Some companies, as a result, are tracking workers who are not taking enough vacation days, reminding them that a week of idleness can be as important as what's in their in-box. A small but growing number of firms are also allowing unlimited paid vacations. Instead of a fixed-vacation plan – say, three weeks a year – workers can take time off when they want it.

It's one way to attract new employees – particularly in Silicon Valley, where much of the experimentation is going on – but it's also seen as a tool to prevent turnover and burnout. Firms adopting the policy have reported little abuse of the concept so far: Employees usually give plenty of notice before they take off and don't take an inordinate amount of vacation time.

Still, not everyone believes people need to unplug to be better human beings and that doing nothing on vacation is a particularly high-minded idea. They argue that people are perfectly in control of their habits and choices. Paul Levinson, a communications and media studies professor at Fordham University, for one, says going "phoneless or Internet-less is one of the worst ideas to come along in years."

"Communication scholars have known for decades that people thrive when in contact with the information they need," says Mr. Levinson, author of "New New Media," in an e-mail interview. "Indeed, Arthur C. Clarke pointed out decades ago that we can survive longer without food and water than we can cut off from essential information."

Critics of the disconnect theory believe that living like a Luddite for a few weeks, or sitting passively in a recliner, is more mindless than recuperative.

"We're perfectly capable of not using [technology] to check in online if we prefer to do something else," says Levinson. "But by having it in reach, it's available whenever we need information – whether the location of a good restaurant, the start time of a movie, or just to send a message to people in our family that we're thinking of them."

Sensing money in this logic, some resorts are working in the opposite direction – going out of their way to chase the hyperconnected crowd. Many of these efforts are aimed at people in their 20s and 30s who seem to be deeply preoccupied with gadgetry and social media. To feed the high obsession, hotels have created lounge areas with techno furniture, chai lattes, designer cocktails, and lots of electrical outlets to provide Millennials with a venue for their isolated togetherness.

"They can be having fun in a crowd while being on the cloud," says Chris Klauda, a vice president of D.K.Shifflet & Associates Ltd., a travel research firm in McLean, Va.

Fine. Just don't tell that to Mark and Lori Russo. The couple from Odenton, Md., doesn't care about clouds or computers or even hotels, for that matter. When they are on vacation, they are on vacation.

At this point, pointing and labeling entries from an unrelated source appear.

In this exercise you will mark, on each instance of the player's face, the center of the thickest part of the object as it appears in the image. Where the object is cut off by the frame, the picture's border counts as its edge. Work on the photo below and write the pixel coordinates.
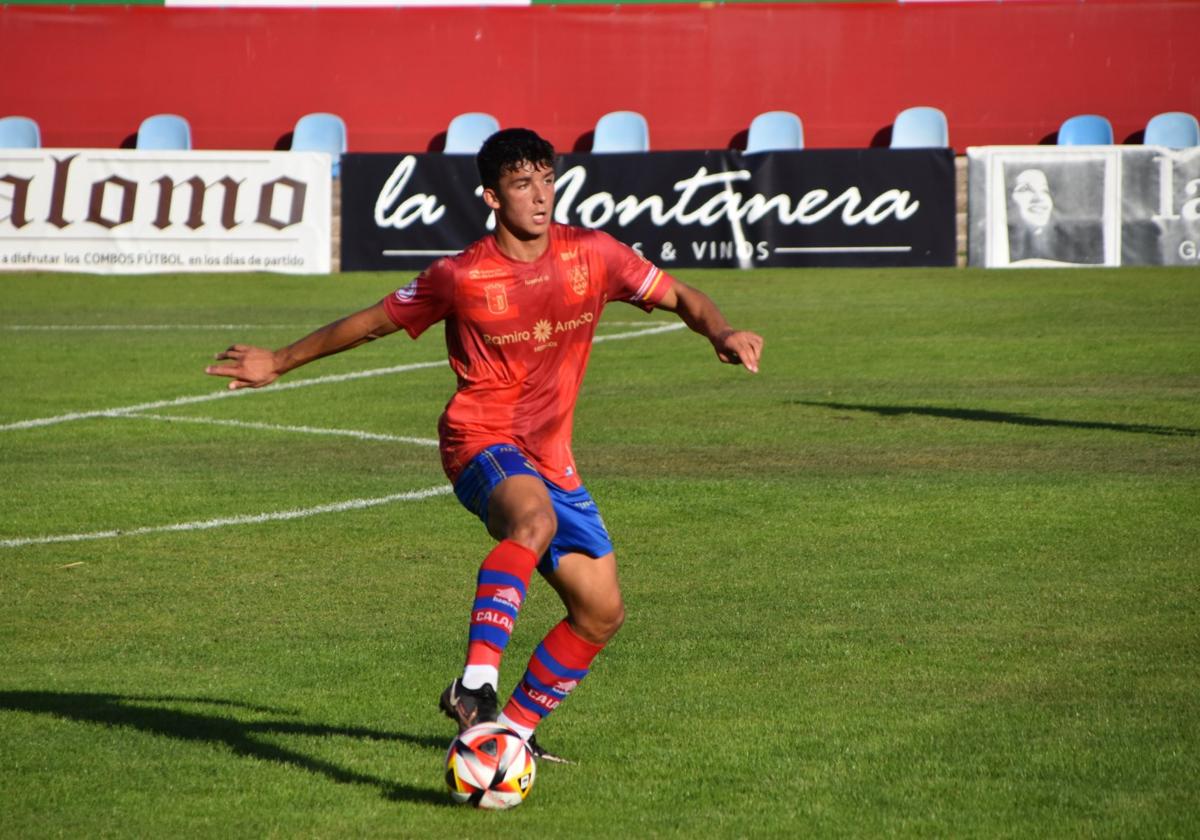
(525, 201)
(1032, 197)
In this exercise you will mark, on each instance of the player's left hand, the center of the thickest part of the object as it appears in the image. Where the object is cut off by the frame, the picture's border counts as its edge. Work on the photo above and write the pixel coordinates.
(252, 366)
(739, 347)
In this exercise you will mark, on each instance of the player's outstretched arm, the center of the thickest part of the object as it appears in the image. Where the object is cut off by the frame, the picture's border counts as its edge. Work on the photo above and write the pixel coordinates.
(700, 313)
(256, 366)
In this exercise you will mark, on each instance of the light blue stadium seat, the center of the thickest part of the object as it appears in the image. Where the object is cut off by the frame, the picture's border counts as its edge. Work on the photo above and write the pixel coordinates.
(1173, 129)
(468, 131)
(622, 131)
(19, 132)
(322, 132)
(168, 132)
(921, 127)
(775, 131)
(1086, 130)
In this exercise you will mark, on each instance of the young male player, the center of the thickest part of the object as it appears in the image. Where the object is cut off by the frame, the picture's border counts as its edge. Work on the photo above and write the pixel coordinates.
(520, 309)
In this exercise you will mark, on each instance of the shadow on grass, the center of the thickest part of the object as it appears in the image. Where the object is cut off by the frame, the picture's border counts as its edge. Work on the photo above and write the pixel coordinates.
(979, 415)
(144, 714)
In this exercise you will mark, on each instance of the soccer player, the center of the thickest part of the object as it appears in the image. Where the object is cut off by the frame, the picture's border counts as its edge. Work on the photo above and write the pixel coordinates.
(520, 307)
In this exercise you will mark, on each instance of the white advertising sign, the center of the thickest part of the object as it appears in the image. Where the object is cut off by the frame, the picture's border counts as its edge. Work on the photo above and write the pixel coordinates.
(125, 211)
(1084, 205)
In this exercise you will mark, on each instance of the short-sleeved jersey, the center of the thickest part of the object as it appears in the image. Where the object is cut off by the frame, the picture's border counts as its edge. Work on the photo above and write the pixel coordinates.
(519, 336)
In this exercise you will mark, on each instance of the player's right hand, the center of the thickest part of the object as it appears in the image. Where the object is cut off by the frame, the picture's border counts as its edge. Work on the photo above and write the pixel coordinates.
(252, 366)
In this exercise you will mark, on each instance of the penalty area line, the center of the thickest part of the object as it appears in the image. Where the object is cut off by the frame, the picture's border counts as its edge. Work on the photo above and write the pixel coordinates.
(275, 388)
(229, 521)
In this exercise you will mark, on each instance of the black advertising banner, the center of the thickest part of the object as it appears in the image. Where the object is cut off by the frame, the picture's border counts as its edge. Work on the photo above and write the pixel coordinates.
(687, 209)
(1084, 205)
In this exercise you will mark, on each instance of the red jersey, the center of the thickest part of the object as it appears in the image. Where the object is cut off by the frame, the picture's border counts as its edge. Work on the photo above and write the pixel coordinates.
(519, 336)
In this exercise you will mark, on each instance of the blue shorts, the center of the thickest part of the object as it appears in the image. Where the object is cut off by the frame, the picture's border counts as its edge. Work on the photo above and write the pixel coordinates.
(580, 526)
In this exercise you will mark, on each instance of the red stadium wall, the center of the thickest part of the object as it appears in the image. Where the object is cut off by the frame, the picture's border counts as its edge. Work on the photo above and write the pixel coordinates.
(1005, 73)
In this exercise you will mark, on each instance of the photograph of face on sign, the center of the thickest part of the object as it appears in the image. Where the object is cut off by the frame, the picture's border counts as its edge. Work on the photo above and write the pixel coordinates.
(1055, 213)
(1054, 207)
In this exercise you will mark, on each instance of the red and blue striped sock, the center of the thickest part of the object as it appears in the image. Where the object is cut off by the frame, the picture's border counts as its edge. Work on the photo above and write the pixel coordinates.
(556, 667)
(499, 591)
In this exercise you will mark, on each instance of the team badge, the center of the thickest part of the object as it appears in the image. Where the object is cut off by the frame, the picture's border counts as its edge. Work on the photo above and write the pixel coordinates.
(580, 280)
(497, 298)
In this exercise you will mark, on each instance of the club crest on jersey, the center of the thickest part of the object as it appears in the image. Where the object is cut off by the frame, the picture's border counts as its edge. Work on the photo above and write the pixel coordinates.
(579, 276)
(497, 298)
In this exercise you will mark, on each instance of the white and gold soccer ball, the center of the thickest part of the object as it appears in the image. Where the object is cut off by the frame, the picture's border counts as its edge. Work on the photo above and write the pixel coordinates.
(489, 766)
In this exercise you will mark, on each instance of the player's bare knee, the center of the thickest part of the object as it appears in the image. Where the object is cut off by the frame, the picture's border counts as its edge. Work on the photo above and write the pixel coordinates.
(534, 528)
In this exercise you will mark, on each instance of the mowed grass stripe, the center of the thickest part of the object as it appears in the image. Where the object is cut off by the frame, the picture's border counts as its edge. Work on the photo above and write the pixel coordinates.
(933, 573)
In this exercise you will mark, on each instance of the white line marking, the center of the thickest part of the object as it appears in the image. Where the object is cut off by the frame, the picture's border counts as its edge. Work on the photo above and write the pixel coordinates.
(223, 522)
(216, 395)
(119, 328)
(138, 412)
(637, 334)
(281, 387)
(276, 427)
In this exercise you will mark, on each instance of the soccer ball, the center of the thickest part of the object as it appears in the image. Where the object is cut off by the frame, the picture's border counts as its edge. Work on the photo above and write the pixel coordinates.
(489, 766)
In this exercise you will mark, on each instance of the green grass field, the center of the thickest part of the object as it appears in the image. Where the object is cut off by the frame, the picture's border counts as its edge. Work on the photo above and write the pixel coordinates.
(934, 573)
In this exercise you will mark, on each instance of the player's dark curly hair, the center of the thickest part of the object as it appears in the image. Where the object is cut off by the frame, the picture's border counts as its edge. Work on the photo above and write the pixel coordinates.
(507, 150)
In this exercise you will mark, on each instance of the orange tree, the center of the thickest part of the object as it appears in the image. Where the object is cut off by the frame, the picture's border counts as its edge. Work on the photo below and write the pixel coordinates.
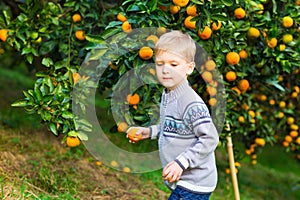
(253, 48)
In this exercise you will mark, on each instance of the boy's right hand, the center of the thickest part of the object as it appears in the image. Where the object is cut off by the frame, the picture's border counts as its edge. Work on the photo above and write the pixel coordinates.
(136, 134)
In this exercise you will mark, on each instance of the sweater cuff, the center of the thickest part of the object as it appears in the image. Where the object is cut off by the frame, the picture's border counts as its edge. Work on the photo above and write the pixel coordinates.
(153, 131)
(183, 163)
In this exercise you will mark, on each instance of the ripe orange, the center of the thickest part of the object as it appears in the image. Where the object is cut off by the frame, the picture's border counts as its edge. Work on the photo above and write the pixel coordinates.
(76, 18)
(272, 43)
(260, 141)
(122, 127)
(132, 135)
(230, 76)
(73, 141)
(121, 17)
(76, 77)
(145, 53)
(216, 27)
(287, 22)
(239, 13)
(210, 65)
(243, 54)
(79, 34)
(174, 9)
(237, 90)
(133, 99)
(154, 38)
(192, 10)
(126, 27)
(181, 3)
(232, 58)
(253, 32)
(207, 76)
(188, 23)
(3, 34)
(205, 34)
(243, 85)
(212, 91)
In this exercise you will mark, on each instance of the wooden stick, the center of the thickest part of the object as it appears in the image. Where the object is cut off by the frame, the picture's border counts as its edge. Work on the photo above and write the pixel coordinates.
(232, 168)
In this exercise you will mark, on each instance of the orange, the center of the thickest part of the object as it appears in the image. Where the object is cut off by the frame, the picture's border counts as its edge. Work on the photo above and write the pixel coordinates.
(181, 3)
(243, 54)
(253, 32)
(272, 43)
(132, 135)
(3, 34)
(161, 30)
(232, 58)
(230, 76)
(216, 27)
(133, 99)
(210, 65)
(145, 53)
(290, 120)
(76, 18)
(126, 27)
(260, 141)
(212, 101)
(281, 47)
(205, 34)
(243, 85)
(207, 76)
(294, 133)
(174, 9)
(287, 38)
(298, 140)
(212, 91)
(239, 13)
(154, 38)
(188, 23)
(122, 127)
(287, 22)
(121, 17)
(73, 141)
(288, 138)
(76, 77)
(237, 90)
(79, 34)
(192, 10)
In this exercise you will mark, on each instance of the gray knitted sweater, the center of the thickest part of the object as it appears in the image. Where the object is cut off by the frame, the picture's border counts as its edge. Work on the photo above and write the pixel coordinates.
(187, 135)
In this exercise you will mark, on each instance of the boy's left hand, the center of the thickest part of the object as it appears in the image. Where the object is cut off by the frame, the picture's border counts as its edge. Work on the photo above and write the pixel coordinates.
(172, 172)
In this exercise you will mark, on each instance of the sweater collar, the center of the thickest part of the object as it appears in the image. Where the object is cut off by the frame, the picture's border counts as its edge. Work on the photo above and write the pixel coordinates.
(178, 91)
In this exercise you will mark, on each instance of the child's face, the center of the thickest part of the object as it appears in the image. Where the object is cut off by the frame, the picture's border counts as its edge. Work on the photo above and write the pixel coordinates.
(171, 69)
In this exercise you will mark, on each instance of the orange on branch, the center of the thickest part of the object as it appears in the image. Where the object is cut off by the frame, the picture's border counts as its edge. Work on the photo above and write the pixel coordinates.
(232, 58)
(145, 53)
(188, 23)
(205, 34)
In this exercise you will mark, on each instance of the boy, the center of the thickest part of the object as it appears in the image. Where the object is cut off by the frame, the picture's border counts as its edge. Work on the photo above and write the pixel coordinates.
(186, 134)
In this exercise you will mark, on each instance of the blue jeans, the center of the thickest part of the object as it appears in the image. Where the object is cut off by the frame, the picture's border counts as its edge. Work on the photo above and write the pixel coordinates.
(182, 194)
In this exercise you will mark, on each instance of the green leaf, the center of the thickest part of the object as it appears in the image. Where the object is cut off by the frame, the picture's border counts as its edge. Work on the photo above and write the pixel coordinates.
(19, 103)
(47, 62)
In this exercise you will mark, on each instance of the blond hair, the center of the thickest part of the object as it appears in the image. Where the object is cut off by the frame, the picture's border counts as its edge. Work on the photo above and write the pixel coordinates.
(178, 43)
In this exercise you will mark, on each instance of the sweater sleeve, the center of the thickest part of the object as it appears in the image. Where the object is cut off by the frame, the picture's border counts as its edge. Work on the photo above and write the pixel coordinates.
(154, 131)
(197, 118)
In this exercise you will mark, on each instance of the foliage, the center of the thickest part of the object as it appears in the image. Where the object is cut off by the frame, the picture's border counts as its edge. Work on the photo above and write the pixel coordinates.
(271, 68)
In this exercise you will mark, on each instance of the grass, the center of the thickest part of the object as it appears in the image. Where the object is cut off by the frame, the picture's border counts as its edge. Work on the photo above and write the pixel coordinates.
(35, 165)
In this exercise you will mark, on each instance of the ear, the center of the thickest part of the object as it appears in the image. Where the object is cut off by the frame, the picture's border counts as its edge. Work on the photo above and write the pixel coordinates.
(191, 67)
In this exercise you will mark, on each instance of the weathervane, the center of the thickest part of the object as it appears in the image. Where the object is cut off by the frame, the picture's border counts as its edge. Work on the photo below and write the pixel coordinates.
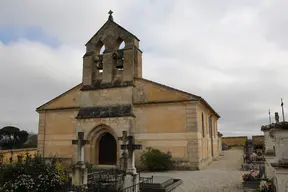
(269, 117)
(110, 15)
(282, 109)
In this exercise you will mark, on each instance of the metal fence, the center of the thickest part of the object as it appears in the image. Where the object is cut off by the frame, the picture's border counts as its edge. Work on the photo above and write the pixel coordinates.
(142, 182)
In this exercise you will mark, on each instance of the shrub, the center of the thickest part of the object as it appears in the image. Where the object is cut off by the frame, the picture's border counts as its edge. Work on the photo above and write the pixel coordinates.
(155, 160)
(35, 174)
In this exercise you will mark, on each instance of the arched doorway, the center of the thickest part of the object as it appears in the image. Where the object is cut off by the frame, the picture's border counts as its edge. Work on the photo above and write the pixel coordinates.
(107, 150)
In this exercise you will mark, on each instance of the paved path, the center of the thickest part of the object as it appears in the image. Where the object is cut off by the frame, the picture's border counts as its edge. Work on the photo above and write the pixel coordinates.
(223, 175)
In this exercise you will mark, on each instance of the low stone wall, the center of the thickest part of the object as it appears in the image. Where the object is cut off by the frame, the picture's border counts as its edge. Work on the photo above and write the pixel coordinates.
(6, 154)
(235, 141)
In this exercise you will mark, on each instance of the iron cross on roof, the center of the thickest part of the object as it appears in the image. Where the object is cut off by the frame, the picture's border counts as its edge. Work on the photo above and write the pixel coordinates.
(131, 146)
(110, 15)
(80, 142)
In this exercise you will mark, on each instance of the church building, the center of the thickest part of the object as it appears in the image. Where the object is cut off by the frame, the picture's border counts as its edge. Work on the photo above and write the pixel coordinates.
(114, 97)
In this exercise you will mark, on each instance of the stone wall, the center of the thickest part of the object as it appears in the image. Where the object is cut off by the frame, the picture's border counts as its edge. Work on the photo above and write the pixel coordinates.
(209, 139)
(235, 141)
(7, 154)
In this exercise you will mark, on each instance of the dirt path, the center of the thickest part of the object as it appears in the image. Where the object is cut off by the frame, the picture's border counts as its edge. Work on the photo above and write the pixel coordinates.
(222, 175)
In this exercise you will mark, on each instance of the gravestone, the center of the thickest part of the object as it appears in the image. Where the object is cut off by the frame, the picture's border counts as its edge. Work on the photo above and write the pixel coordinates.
(124, 154)
(79, 175)
(131, 178)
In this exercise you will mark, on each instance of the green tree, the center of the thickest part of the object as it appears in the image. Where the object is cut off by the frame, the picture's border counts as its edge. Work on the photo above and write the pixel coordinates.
(12, 138)
(155, 160)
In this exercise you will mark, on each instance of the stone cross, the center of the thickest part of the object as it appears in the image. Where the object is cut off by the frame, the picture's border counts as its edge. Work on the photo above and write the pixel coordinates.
(80, 142)
(276, 117)
(110, 15)
(131, 178)
(124, 155)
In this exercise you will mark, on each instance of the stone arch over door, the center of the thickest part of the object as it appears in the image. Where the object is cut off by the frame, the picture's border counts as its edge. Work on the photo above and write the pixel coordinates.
(95, 136)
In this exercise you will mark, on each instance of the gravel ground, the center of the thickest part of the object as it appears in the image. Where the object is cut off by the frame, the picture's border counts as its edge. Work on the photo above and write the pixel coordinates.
(223, 175)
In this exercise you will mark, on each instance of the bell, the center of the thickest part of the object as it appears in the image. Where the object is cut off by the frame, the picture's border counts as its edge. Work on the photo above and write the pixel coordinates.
(119, 64)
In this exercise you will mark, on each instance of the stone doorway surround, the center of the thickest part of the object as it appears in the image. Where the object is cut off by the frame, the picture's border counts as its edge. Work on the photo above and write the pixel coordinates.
(107, 148)
(92, 150)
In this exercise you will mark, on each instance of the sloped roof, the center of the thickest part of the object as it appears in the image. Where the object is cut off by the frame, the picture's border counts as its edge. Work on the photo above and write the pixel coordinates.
(199, 98)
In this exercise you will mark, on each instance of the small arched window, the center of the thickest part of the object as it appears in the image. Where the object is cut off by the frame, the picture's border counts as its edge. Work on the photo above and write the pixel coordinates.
(119, 57)
(98, 58)
(102, 50)
(122, 45)
(203, 127)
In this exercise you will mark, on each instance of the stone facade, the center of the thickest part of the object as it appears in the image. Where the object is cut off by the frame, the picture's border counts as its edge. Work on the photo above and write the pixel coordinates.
(113, 97)
(276, 153)
(235, 141)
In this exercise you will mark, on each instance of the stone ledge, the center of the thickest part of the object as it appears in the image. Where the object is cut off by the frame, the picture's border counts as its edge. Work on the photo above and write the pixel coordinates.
(99, 85)
(105, 111)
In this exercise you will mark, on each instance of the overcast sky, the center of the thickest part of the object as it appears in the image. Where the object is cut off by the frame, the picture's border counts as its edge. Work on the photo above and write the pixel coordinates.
(232, 53)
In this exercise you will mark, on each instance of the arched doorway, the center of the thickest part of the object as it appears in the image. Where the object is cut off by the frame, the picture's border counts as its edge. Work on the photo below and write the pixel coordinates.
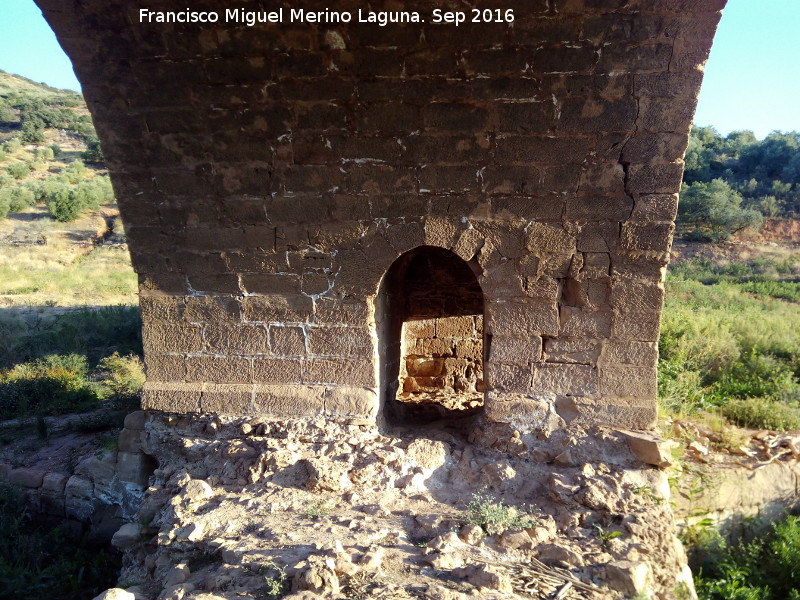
(430, 326)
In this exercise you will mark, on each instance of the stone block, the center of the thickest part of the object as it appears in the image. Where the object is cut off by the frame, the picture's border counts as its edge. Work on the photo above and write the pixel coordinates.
(136, 420)
(130, 440)
(287, 341)
(522, 411)
(575, 380)
(655, 207)
(578, 322)
(350, 402)
(515, 350)
(236, 339)
(507, 377)
(171, 337)
(289, 400)
(276, 370)
(650, 448)
(661, 178)
(525, 117)
(340, 372)
(229, 399)
(551, 239)
(542, 288)
(211, 309)
(637, 236)
(165, 367)
(522, 318)
(52, 504)
(624, 352)
(638, 382)
(171, 396)
(615, 207)
(583, 351)
(456, 327)
(277, 309)
(630, 414)
(642, 326)
(135, 467)
(219, 369)
(526, 207)
(54, 483)
(356, 342)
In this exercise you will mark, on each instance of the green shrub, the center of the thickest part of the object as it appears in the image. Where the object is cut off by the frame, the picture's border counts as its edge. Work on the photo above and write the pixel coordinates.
(12, 145)
(17, 198)
(495, 517)
(74, 172)
(93, 153)
(18, 170)
(44, 154)
(761, 413)
(54, 384)
(63, 206)
(123, 375)
(89, 332)
(767, 568)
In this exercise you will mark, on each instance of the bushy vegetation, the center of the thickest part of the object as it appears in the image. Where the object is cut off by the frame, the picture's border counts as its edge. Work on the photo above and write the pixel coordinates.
(68, 188)
(731, 339)
(735, 181)
(93, 333)
(493, 516)
(42, 563)
(767, 568)
(61, 384)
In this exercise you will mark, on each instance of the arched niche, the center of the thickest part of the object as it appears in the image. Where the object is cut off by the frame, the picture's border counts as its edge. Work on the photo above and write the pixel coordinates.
(429, 316)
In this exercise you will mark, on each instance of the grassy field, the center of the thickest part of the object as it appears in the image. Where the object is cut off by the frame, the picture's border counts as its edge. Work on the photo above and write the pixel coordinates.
(731, 339)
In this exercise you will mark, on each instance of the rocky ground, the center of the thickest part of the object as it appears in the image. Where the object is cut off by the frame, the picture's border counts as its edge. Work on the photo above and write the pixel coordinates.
(243, 508)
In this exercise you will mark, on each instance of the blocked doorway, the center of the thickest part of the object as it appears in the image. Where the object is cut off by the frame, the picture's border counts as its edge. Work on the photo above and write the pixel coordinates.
(430, 323)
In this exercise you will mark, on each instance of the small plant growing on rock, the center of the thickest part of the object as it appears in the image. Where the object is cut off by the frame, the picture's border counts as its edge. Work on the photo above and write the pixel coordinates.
(495, 517)
(646, 491)
(276, 584)
(605, 536)
(319, 509)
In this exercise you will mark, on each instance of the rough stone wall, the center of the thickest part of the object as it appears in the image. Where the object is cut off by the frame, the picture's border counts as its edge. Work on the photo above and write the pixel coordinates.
(269, 176)
(443, 361)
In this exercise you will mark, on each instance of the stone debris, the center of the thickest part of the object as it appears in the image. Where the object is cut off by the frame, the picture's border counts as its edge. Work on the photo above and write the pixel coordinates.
(319, 509)
(115, 594)
(649, 448)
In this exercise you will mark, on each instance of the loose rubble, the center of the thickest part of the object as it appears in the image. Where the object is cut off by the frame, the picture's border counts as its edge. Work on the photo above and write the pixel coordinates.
(249, 508)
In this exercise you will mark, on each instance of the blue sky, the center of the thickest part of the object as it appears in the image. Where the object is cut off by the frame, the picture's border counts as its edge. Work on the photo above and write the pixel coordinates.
(751, 78)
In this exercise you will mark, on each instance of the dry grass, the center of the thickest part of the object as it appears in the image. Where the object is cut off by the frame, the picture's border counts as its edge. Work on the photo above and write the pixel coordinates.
(69, 270)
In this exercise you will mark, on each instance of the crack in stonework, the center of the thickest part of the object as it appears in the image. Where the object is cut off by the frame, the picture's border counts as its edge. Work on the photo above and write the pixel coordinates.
(626, 180)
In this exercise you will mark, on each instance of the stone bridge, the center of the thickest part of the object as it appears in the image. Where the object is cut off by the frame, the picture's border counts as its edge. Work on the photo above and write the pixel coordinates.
(330, 217)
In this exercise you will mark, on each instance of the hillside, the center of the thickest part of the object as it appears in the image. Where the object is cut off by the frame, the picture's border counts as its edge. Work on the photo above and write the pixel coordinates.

A few years ago, they discovered "The Three Chimneys," a B&B on the Isle of Skye, off the west coast of Scotland, and they go back regularly.

"We love getting up in the morning and not being sure what day it is or what time it is, and not having a desire to even check," says Mr. Russo, who runs a golf school in the United States. He says they have "done the tourist thing and seen the country, but for us, we need this time to reconnect with each other and to recharge our batteries."

The couple's favorite activity is to sit in their room and ruminate on the rocky outcrops of Dunvegan Castle, the oldest continuously inhabited castle in Scotland (800 years). No cell service exists in the area. There's only books, scenery, and what Ms. Russo, a public relations executive, calls "great conversation."

"We wouldn't have it any other way," she says.

Barbara O'Connor would concur. Retired after 42 years as a communications/media professor, Ms. O'Connor goes out of her way to disconnect from her life with students and other incessant demands. Her new ritual is to disappear several times a year, often to the mud and hot-spring spas of Napa Valley, about an hour from her home in Sacramento, where she remains a professor emeritus at California State University. Her only requirement: that none of the spas have an Internet connection.

"Being quiet for an extended period helps me think more deeply...," says O'Connor.